Teams in NFL are divided into two conferences and 8 divisions (see map). Given that the regular season includes only 16 games for each team it is clear that a team cannot play all the rest of the teams. There is an extremely complicated algorithm for obtaining the schedule of the regular season (various game-related and non game-related constraints are considered), but there are some specific rules that identify the opponents:
- Each team plays 6 games with the other division teams (3 home and 3 on the road)
- Each team plays 4 games (2 home, 2 away) with the teams of a given division in the same conference – determined by rotation
- Each team plays 4 games (2 home, 2 away) with the teams of a given division of the opposite conference – determined by rotation
- Each team plays 2 games (1 home, 1 away) against teams from the two remaining divisions in its own conference – determined by division standings of previous season
Given that it is not possible for every team to play every other team in the league, the question is whether there are teams that travel more for their road games and
ultimately whether this has any impact on the winning percentage of the teams. This brings up the more fundamental question on whether the divisions formed by NFL teams are efficient with respect to traveling fairness.
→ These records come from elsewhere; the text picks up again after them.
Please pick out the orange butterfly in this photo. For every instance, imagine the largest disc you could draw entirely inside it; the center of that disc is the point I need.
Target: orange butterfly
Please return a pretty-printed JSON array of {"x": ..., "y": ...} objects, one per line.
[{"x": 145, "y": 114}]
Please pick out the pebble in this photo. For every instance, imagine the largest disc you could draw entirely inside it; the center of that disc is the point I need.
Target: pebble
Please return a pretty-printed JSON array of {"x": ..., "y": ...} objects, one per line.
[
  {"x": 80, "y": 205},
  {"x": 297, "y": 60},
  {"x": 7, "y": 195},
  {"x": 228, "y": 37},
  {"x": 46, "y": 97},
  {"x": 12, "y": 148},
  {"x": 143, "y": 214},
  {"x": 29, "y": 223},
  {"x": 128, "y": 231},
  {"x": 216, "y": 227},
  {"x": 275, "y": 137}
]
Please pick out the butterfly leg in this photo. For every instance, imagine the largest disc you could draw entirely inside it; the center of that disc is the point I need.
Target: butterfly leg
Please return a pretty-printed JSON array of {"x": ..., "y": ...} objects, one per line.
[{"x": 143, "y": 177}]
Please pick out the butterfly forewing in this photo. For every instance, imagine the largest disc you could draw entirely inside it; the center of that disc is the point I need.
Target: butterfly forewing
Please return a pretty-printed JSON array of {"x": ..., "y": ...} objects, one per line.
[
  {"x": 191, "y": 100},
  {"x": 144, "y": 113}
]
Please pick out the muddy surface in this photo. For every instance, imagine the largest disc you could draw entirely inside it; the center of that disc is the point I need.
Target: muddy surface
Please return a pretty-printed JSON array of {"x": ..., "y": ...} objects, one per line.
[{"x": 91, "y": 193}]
Of course the home city of a team has its own implications on the whole issue (e.g., an imaginary team in Hawaii will have to travel a lot for its road games no matter what) and it will be hard to achieve complete fairness. Nevertheless, given the specific distribution of teams in the cities, what is the optimal forming of the divisions.
Let’s start by examining the distance traveled for each road game for each team during the last 7 seasons. The following figure presents these distances in a box plot for each team.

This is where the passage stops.